Aziz’s theory reminds us that the perfect synergy between intellectual and practical activism is unlikely to happen, because of the spatial and temporal restrictions in our daily life.
In a nutshell, while, through the act of teaching indignation, students are taught that the future is a possibility they can work on, educators tacitly give up the dichotomy between the politically active and the pedagogical. However, as Freire warned us all, there is no system which has forced us to experience it as a dichotomy, but it is rather us, academic educators, who have abdicated change though behavioural dissonance.

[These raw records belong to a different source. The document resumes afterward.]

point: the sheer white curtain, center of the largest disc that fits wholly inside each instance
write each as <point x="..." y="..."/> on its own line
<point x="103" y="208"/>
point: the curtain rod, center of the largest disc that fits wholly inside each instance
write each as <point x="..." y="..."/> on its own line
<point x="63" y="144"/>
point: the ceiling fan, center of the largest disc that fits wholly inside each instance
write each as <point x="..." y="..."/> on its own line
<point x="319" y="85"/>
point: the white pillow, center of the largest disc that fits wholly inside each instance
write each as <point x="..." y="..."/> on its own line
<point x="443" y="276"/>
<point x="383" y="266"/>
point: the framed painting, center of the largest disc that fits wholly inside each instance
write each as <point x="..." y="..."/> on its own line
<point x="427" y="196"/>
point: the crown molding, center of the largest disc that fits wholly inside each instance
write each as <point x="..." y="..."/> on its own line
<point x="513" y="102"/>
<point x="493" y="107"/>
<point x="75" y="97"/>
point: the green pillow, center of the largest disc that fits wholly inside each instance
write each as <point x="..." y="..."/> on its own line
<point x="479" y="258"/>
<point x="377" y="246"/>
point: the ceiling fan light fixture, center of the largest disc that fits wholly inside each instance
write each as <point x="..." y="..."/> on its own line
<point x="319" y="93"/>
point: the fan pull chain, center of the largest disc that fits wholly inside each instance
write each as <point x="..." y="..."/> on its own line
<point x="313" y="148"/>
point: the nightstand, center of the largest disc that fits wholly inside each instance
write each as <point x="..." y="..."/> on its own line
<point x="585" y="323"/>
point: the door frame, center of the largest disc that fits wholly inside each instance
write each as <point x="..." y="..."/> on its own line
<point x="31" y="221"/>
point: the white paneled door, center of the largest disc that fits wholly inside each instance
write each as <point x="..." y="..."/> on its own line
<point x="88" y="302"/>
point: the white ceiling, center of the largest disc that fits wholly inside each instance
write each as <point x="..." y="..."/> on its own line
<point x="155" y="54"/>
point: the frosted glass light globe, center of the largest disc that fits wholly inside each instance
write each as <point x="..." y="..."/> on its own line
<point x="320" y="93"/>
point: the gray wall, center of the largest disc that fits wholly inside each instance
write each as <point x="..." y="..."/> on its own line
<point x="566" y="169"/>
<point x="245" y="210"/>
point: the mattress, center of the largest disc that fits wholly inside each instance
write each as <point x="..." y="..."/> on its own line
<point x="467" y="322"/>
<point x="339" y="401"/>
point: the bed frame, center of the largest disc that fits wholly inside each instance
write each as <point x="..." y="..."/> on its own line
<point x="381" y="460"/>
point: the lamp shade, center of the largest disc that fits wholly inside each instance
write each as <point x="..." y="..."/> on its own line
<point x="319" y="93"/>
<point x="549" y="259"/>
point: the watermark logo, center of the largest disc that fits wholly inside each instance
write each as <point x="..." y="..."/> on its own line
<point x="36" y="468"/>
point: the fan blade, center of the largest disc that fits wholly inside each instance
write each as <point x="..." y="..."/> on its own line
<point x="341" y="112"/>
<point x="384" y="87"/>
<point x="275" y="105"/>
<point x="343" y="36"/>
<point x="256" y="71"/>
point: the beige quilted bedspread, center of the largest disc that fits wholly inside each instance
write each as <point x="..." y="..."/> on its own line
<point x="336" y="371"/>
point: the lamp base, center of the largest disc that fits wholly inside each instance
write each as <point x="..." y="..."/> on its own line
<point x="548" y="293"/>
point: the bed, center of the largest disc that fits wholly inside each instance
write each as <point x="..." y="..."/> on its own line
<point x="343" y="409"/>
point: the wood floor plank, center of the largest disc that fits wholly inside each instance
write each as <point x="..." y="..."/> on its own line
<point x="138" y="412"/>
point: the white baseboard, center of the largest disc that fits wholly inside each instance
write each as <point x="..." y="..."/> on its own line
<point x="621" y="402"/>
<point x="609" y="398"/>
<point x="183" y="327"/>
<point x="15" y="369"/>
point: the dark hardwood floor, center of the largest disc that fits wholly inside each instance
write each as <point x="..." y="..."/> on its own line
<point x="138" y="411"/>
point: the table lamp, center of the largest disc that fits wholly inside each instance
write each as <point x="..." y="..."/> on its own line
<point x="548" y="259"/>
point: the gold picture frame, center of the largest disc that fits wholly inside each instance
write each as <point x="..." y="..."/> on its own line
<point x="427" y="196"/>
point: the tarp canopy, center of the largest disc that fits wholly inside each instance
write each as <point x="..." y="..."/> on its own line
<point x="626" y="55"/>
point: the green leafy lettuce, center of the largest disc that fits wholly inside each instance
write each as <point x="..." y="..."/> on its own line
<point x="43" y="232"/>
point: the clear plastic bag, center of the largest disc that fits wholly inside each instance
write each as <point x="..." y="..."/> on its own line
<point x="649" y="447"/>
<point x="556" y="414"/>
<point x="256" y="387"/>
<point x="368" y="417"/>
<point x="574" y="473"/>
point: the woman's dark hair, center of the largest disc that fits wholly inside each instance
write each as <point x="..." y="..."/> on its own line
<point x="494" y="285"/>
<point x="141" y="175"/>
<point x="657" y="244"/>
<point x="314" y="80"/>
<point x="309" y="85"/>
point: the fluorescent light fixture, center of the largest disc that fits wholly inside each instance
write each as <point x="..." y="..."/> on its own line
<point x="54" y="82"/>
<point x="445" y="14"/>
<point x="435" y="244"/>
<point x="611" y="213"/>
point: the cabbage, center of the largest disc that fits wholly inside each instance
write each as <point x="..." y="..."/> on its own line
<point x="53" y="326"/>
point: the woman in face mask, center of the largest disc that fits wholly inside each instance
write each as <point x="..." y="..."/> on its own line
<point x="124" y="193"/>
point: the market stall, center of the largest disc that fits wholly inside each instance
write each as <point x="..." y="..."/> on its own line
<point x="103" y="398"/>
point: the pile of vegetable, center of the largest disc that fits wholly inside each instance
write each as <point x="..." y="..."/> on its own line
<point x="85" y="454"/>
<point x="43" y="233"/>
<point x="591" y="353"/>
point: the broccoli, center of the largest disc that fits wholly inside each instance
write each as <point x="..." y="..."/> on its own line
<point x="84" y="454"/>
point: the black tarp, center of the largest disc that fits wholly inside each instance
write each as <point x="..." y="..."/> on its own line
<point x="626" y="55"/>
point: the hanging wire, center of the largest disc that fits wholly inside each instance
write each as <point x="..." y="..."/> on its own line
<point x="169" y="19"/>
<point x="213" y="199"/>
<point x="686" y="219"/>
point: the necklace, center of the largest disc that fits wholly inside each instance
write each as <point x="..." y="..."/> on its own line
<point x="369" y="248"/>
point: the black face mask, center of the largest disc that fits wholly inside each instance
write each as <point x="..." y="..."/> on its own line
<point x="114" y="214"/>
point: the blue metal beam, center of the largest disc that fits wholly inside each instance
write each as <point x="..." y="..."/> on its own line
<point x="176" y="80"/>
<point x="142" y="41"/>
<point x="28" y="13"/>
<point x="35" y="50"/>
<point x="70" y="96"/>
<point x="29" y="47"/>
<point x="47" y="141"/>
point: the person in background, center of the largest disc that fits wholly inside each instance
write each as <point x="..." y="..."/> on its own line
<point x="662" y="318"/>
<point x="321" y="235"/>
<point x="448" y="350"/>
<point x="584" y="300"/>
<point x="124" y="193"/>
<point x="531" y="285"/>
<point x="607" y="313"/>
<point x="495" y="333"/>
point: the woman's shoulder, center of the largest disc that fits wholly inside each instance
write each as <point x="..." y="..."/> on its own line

If a future for a radical pedagogy is ever there, we do not merely need to read, intellectualize, or lecture about indignation. This aborts the possibility for a radical pedagogy and merely parades indignation through behavioural dissonance. Instead, we need to develop a self-radical pedagogy, which can show us whom we really are, how to make ourselves uncomfortable, and how to teach with indignation towards those (like ourselves) who keep serving the servants.